Agosto de 2006. Roma. Caminando por la pinacoteca de los Museos Vaticanos. Impresionado por todo lo que llevaba visto, pero al llegar a esta pieza se paró el tiempo. No llegaron a brotar, pero dentro de mí surgieron las lágrimas, el dolor. Busqué un asiento y ahí me quedé durante muchos minutos mirando, observando, viviendo dentro de esa escena pintada 400 años atrás.
Deslumbrado por Jesucristo, por ese cuerpo extenuado por la tortura inhumana, pero aun así hermoso, bello, fuerte, solemnemente protagonista. Tan místico como humano, tan divino como carnal, tan inalcanzable como cercano gracias a la genial iluminación de Caravaggio. Sentía y deseaba a la par. Tocarle, recogerle, abrazarle, ayudarle a sanar, a volver a la vida. Veía la carne y el cuerpo definido antes que a ese que dicen el salvador, el hijo de Dios. Caí totalmente embaucado en la monumental ilusión del más grande del barroco.
¡Cómo era posible que de la muerte pudiera surgir tanta luz! Ese cuerpo inerte envuelto en una deslumbrante túnica blanca haciendo aún más negra la espesura en la que lloran su sufrimiento la Virgen, María Magdalena y María Cleofás. Entre él y ellas esos dos hombres firmes y serios, San Juan y Nicodemo, pragmáticos y serviciales cumplidores de su papel como porteadores. El sufrimiento humano conviviendo con el equilibrio visual dando como resultado una infinita belleza. He ahí la alegoría de la paz, de la tranquilidad de espíritu.

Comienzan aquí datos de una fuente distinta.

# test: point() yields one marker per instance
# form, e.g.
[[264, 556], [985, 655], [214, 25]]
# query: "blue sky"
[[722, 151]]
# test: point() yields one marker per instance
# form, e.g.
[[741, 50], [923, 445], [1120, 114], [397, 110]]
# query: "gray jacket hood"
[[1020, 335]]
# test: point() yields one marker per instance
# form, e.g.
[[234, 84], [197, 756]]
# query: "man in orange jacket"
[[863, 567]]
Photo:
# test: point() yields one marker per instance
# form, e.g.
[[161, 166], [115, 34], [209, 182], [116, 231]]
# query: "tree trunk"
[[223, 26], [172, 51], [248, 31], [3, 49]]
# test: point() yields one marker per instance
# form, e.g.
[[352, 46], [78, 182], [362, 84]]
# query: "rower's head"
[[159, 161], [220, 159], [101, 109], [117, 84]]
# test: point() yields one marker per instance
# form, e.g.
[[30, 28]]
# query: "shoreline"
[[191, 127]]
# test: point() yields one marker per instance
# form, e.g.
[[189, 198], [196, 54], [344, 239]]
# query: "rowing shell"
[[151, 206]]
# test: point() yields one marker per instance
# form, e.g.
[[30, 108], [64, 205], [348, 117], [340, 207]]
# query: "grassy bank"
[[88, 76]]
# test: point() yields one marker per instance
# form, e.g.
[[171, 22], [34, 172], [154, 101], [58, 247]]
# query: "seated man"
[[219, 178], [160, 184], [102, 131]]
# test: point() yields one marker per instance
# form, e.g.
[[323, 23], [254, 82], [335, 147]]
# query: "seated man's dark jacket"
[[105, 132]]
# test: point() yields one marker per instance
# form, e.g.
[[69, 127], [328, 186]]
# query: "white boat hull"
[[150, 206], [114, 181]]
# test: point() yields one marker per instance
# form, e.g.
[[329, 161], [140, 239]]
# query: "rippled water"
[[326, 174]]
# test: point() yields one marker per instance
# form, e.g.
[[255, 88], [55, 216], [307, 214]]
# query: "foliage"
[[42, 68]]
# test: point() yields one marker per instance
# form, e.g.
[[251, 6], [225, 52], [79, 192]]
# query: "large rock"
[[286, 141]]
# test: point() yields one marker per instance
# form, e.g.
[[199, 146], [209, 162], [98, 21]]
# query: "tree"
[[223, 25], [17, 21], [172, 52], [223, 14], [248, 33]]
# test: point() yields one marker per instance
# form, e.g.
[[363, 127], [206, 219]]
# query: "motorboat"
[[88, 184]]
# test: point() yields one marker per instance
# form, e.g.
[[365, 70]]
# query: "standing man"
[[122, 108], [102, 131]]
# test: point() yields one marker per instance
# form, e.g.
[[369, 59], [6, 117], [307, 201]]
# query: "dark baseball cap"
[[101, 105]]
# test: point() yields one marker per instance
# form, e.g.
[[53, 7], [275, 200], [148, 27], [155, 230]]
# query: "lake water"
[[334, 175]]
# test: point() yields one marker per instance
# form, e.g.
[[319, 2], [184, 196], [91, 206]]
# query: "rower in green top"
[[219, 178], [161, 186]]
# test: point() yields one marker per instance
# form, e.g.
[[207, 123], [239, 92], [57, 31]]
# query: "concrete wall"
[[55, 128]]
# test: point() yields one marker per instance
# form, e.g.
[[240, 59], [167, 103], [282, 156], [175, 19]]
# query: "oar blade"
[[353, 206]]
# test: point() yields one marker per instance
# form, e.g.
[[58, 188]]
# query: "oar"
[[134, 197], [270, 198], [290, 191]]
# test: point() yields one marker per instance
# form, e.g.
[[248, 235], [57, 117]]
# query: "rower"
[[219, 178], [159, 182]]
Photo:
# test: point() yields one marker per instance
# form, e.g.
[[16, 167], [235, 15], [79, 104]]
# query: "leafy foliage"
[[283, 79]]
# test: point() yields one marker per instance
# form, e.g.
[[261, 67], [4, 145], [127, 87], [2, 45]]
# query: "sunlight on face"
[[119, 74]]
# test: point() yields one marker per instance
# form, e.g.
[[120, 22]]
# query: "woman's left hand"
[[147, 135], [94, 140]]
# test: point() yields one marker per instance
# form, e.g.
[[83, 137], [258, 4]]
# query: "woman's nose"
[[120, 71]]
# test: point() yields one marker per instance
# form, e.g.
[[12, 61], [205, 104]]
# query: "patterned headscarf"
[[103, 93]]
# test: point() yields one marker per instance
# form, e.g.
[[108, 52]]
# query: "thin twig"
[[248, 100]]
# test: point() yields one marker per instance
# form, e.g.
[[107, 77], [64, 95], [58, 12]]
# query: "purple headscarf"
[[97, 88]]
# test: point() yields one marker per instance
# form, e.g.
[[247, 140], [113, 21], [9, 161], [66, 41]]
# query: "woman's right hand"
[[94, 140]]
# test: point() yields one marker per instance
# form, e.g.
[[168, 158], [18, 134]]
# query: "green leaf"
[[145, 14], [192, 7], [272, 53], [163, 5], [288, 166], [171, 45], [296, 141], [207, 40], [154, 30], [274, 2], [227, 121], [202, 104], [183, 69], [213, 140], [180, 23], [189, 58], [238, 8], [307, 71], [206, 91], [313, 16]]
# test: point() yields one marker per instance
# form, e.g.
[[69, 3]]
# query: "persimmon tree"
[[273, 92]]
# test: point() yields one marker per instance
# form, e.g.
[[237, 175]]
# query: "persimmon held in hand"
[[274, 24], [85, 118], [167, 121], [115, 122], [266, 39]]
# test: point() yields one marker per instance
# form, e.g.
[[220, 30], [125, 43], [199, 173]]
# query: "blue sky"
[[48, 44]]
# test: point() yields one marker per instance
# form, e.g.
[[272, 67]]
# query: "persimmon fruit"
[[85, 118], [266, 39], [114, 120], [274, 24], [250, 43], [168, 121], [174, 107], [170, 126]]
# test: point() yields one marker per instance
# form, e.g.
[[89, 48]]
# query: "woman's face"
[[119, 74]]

En el verano de 2011 el cuadro viajó hasta Madrid y estuvo expuesto de manera temporal en el Museo del Prado. Rápido y veloz acudí a verlo, y sucedió lo mismo. Resulté nueva y profundamente impresionado. Así cada una de las varias veces que me coloqué frente a él. A pesar del silencio, a pesar de los demás visitantes con los que compartía la vivencia, el corazón sobrecogido. Algo me dice que así es como fue pintado este descendimiento, como un torrente sin fin de energía, fuerza y rabia, que a Caravaggio le fluía a partes iguales desde el estómago y desde el centro del pecho.
Ese agosto Roma volvió a ser el destino elegido para aprovechar las vacaciones como lugar en el que viajar al pasado. Buscando los referentes que nos han construido y hecho ser quienes somos acudí nuevamente a la Ciudad del Vaticano. Lo sabía, pero quería comprobarlo. Aunque no estaba físicamente allí y la cartela decía “en préstamo para exhibición temporal”, aquella sala de la pinacoteca de los Museos Vaticanos me volvió a transmitir la misma sensación que la primera vez. Auténtico, pleno y máximo placer estético el que volví a sentir con solo rememorar esta obra de Caravaggio.
Tarde o temprano volveré a Roma. Dialogar con “El descendimiento de la cruz” será uno de los motivos para ello.